Bang Taqin menawar harganya. Dia mau ambil 10 ex. Akhirnya setelah bernegoisasi, aku menyepakati WARTA di jual dengan haraga 1500 kepadanya dengan jumlah 10 ex yang akan dibeli.
Awlanya, aku heran. Mengapa tiba-tiba, Bang Khairu Mutaqin memesan WARTA begitu banyak. Setelah bertemu dengannya di Cairu, baru aku tahu apa tujuannya membeli WARTA 10 ex sekaligus.
”Ni, kasi MPM 1, BEM 1. Yang penting ni udah ku bayar”, kata bang Taqin.

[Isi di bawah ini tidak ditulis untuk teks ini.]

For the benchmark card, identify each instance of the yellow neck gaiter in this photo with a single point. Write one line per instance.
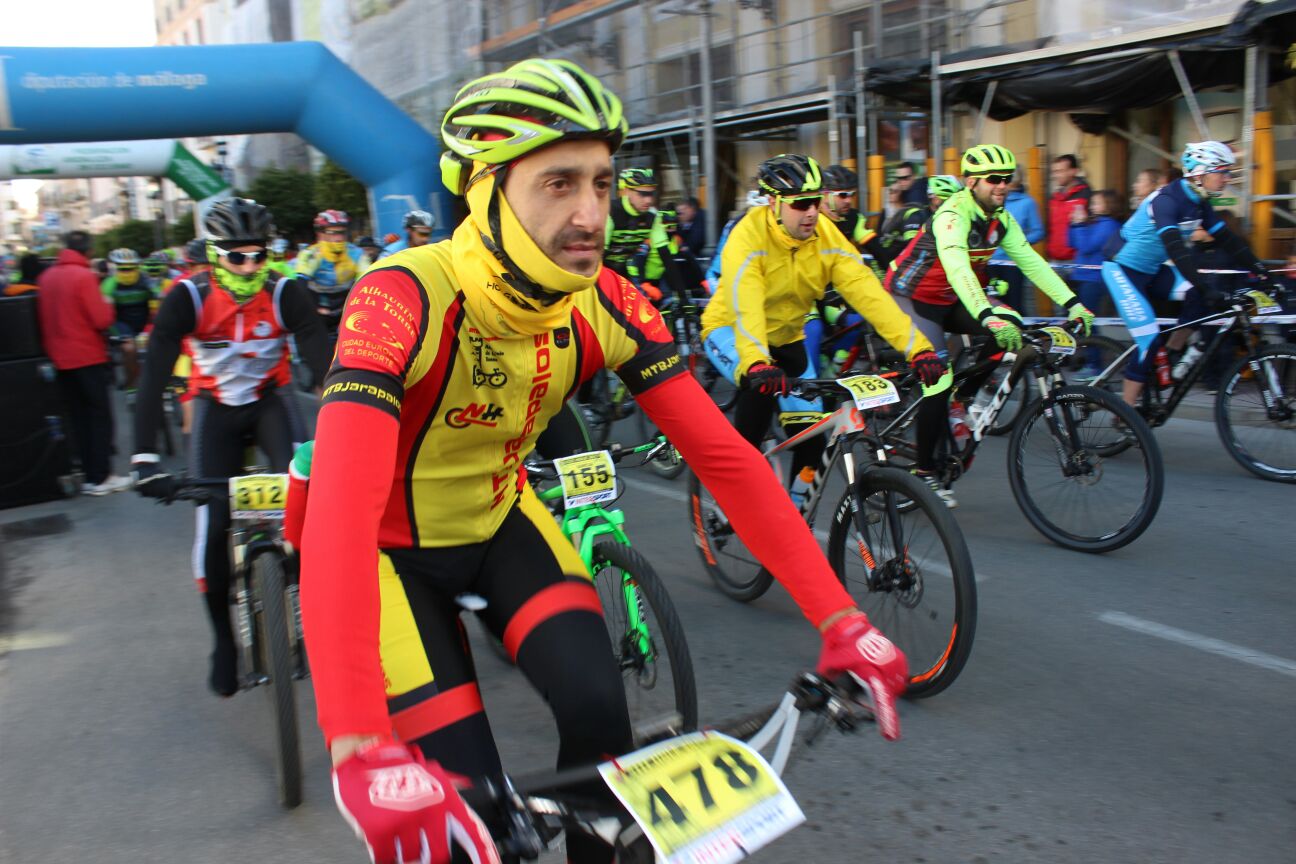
(533, 295)
(335, 253)
(775, 228)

Aku mengiyakan permintaanya.
Sehari kemudian setelah proses penjualan rampung, beberapa teman kampus yang pernah duduk di BEM STAIN Ponbtianak, menunjukkan rasa tidak senangnya terhadap pemberitan kami.

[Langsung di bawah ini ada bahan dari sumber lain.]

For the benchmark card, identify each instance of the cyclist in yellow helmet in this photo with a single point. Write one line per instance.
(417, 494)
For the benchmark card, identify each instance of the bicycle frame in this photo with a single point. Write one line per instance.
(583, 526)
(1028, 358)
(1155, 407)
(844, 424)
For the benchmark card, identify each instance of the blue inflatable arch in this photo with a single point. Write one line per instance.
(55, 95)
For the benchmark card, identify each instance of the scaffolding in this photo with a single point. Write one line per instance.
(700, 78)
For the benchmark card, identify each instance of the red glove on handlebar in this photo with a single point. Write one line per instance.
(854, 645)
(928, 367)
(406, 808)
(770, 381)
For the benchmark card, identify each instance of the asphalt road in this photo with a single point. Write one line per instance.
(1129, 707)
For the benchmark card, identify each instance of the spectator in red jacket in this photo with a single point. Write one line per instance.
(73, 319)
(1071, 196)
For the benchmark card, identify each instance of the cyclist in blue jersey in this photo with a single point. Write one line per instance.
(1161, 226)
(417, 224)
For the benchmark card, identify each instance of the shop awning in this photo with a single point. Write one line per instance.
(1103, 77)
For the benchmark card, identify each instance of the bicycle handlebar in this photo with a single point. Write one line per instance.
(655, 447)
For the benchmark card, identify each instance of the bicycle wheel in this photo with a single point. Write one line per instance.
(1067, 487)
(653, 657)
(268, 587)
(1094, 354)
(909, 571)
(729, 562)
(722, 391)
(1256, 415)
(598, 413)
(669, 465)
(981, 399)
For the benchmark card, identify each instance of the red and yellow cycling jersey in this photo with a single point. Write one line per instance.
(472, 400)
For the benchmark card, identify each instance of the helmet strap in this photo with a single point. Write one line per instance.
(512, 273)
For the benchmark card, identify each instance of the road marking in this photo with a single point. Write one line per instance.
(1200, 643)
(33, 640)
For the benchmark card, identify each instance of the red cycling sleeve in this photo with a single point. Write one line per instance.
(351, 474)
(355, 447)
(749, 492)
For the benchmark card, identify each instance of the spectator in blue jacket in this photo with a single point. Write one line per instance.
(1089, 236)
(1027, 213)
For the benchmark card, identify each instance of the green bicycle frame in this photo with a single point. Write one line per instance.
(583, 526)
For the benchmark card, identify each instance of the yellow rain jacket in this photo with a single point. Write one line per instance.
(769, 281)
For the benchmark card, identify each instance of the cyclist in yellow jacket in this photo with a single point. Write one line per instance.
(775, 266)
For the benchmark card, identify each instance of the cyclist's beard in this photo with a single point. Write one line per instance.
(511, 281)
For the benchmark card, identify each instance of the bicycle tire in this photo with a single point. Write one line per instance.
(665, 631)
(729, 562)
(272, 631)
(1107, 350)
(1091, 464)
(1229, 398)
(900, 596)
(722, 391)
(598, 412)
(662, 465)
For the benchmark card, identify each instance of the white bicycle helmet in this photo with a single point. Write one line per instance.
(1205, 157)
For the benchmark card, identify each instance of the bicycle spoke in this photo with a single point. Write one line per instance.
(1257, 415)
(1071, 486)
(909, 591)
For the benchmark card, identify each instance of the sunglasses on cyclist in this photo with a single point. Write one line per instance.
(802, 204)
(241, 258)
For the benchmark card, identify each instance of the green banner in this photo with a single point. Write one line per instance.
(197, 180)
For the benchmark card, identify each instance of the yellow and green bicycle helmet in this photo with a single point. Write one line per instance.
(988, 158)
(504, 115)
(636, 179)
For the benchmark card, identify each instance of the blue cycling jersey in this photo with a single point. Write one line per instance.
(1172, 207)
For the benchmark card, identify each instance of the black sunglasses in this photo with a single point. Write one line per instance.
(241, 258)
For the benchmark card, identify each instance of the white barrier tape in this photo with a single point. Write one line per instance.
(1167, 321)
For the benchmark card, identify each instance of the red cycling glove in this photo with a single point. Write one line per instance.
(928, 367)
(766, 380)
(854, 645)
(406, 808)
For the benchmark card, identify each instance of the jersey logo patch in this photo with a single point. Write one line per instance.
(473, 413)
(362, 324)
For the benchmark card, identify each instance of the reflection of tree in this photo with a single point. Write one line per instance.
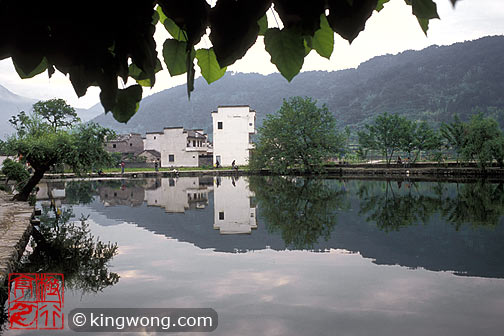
(80, 192)
(392, 207)
(476, 203)
(303, 210)
(64, 246)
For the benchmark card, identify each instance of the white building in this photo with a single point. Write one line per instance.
(234, 211)
(232, 130)
(178, 147)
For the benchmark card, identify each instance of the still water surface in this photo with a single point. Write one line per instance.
(278, 256)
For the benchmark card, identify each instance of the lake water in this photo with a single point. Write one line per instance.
(283, 256)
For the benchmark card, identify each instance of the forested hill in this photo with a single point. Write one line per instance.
(431, 84)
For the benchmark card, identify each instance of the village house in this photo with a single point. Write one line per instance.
(233, 127)
(178, 147)
(131, 143)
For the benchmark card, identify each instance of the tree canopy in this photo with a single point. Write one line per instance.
(103, 41)
(42, 144)
(300, 136)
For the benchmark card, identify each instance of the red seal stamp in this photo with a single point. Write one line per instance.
(36, 300)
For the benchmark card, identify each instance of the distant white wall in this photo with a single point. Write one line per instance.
(232, 141)
(233, 213)
(153, 141)
(174, 142)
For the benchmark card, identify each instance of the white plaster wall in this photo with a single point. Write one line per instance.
(174, 141)
(151, 143)
(234, 201)
(232, 142)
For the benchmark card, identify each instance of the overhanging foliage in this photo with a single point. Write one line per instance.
(100, 41)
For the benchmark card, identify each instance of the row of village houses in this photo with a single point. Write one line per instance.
(233, 126)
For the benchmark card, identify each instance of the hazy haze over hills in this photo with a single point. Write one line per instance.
(431, 84)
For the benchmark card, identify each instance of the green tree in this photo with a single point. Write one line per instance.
(386, 134)
(100, 49)
(301, 136)
(454, 135)
(63, 245)
(15, 171)
(426, 139)
(57, 113)
(42, 146)
(482, 141)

”Wah-wah kitak ni. Mbar, mauk kenak serang ke ape? Buat tulisan macam tu”, kata bang Khairu Amru, saat aku dan teman-teman LPM makan di kantin. Bang Sugeng yang ada dibelakangnya memilih diam.

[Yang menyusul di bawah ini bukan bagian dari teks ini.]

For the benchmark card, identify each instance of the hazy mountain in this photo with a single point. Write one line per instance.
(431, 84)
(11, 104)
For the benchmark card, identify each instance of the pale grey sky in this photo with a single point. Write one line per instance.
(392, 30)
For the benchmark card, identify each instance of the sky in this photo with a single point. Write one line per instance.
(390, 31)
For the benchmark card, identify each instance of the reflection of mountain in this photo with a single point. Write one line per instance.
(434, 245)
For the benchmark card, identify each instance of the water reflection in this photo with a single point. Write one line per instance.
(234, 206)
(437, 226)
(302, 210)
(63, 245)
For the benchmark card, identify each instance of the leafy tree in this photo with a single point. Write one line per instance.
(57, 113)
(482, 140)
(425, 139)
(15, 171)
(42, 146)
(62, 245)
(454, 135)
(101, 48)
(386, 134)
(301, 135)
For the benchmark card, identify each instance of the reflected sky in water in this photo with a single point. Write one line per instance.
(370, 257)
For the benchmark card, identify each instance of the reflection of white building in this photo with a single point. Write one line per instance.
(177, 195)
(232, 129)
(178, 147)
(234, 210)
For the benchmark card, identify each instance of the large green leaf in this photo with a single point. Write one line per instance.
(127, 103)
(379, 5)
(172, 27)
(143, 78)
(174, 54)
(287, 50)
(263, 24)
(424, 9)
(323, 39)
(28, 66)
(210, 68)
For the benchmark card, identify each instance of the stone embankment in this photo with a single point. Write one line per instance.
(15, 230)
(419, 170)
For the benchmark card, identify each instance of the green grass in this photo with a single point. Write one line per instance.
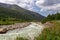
(21, 38)
(51, 33)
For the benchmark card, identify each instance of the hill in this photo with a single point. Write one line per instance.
(14, 12)
(51, 32)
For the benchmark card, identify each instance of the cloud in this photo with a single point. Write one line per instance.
(49, 4)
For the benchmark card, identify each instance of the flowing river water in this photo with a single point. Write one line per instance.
(29, 32)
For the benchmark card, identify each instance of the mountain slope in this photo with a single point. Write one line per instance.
(16, 12)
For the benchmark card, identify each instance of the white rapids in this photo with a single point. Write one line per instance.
(30, 32)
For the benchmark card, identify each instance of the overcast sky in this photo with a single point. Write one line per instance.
(44, 7)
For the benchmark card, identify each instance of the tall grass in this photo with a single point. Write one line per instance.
(51, 33)
(21, 38)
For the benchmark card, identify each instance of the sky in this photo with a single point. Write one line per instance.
(43, 7)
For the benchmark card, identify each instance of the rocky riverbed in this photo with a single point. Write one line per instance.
(5, 28)
(30, 31)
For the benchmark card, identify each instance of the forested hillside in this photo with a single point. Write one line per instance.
(51, 17)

”Nyantai bang. Tak ade maksod ape-ape kamek ni”, kata Dian menyela pembicaraan Khairu Amru.
”Kitak ni sekarang macam silet pulak ye. Mengupas secara tajam, setajam silet”, kata Amru meniru jargon salah satu acara di stasiun telivisi.
”Ape pulak begituk bang?”. Kali ini Yanti yang angkat bicara.
Setelah proses makan selesai, aku dan teman-temanku mebicarakan reaksi yang kami dapatkan hari itu. Akhirnya, dengan kesepakatan pengurus LPM plus kesepakatan UKM dan tiga HMJ, akmi mengadakan diskusi KBM, Sabtu 2 Mei lalu. Kami menghadirkan MPM dan BEM sebagai pembicara. LPM menjadi fasilitator.
Sayang sekali aku tak bisa mengikuti jalannya diskusi. Aku harus kuliah. Dari beberapa cerita yang kudapatkan dari beberapa teman, disukusi yang dipandu oleh Hardianti itu berlangsung lancar.
Ditengah-tengah proses berjalannya diskusi, suasana sempat memanas. Tapi akhirnya suasana bisa dikendalikan dan diskusi beakhir damai dan tertib. Tak ada lagi ganjalan yang ada. Aku dan teman-teman LPM pun tak lagi khawatir dengan kondisi yang tercipta dari pemberitan kami. Karena UKM dan HMJ sempat memanas saat mendapati fakta yang kami sajikan.
Semuanya berakhir dengan indah. Aku dan teman-teman bisa tersenyum lega. Walaupun ada rasa khawatir akan kehilangan kebersamaan yang telah tercipta antara seluruh pengurus LPM periode ini.